Production and perception of prosodic cues to speech segmentation: multisensorial aspects

Final Activity Report Summary - SPEECHSEG (Production and perception of prosodic cues to speech segmentation: multisensorial aspects)

Among the questions addressed was how people engaged in a conversation know where words begin and end. Speech is continuous; it does not have the convenient spaces that separate words in written language. Nevertheless, we generally have no problem in finding the words in our native language.

Listeners use many cues in the non-trivial task of speech segmentation. These include a variety of prosodic cues and other language-specific patterns. For example, if an English-speaking listener hears 'mn', she knows that there must be a word break, since English words cannot start with 'mn'. French listeners use the intonation or distinctive pitch patterns of their language as cues of segmentation. The presence of a rise in fundamental frequency (F0) helps them find content words, such as nouns, verbs, etc. F0, the rate of vocal fold vibration, is the primary pitch correlate. The temporal relationship of high and low points, i.e. tones, in the F0 pattern with units on the segmental level like consonants, vowels, and syllables, i.e. tonal alignment, is also important.

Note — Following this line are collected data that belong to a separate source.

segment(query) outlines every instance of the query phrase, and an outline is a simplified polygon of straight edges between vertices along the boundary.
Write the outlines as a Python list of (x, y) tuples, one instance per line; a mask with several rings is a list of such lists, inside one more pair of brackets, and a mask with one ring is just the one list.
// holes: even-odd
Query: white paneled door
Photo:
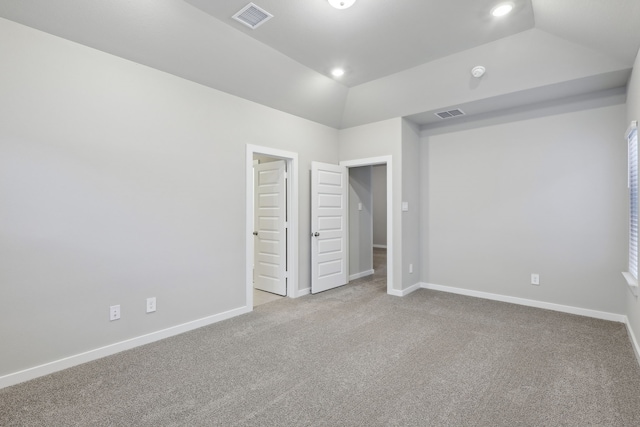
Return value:
[(285, 161), (254, 167), (254, 284), (256, 289), (287, 295)]
[(347, 168), (311, 162), (311, 292), (347, 283)]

Dr Welby and her colleagues investigated French tonal alignment, finding consistent patterns, which were not observed in other languages. They also studied tonal alignment from an articulatory point of view, examining the relationship between lip and tongue gestures and F0. They also examined acoustic, i.e. intonational, formant and duration, cues to speech segmentation, using pairs like 'l' affiche and the poster' or 'la fiche and the sheet', which had the same sequences of consonants and vowels. For example, there was sometimes an F0 rise at the start of 'l' affiche and the poster'. Listeners distinguished between pairs like these even before the end of the sequence, suggesting that acoustic differences helped listeners in speech segmentation, even at the earliest stages of processing.

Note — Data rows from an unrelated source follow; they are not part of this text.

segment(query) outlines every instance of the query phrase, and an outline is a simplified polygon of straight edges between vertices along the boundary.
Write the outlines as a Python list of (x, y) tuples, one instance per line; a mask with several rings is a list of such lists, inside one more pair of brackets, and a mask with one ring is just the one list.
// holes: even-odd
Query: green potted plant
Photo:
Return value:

Furthermore, they examined whether word boundaries cues such as F0 rises were enhanced in noisy environments, in which listeners might have difficulties in finding word boundaries. This was important because many conversations take place in some sort of noise, such as children playing, cars passing and wind whistling. However, speakers adapt, generally speaking louder, slower, and in a higher pitch, and some of these changes make speech easier to understand. Dr Welby and her colleagues recorded speech in quiet conditions, in white noise and in 'cocktail party' noise and examined intonational and articulatory characteristics of the speech. The results showed that some speakers produced more intonational rises in noisy conditions, suggesting that they might have altered their speech to provide their listeners with cues to content word, e.g. noun, verb, etc, beginnings. In addition, the differences in F0 between quiet and noisy conditions observed for French differed from those observed in another study on Dutch. This difference pointed to the importance of taking into account language-specific differences when studying speech in noise (Lombard speech).

Dr Welby and her colleagues used a special lip-tracking system to examine the articulation of speech in noise. They found evidence of hyper-articulation, at least in some conditions. This could be useful to the listener and viewer in segmenting speech. We know that listeners use visual cues as well as auditory cues in other areas of speech perception and that this allows speech to be a robust medium, even in difficult speaking conditions. For example, even in a noisy train station, listeners can distinguish the word mom from the word Tom by the closing of the lips at the beginning of the word. The idea that listeners might use similar articulatory or visual cues to help them segment speech seemed plausible, given that researchers had preliminary evidence that some types of intonation patterns had articulatory or visual correlates.

Beyond their contribution to theoretical issues, the results had several potential practical applications, for example in the development of 'smart' speech technologies that detected the presence of noise and adapted to it.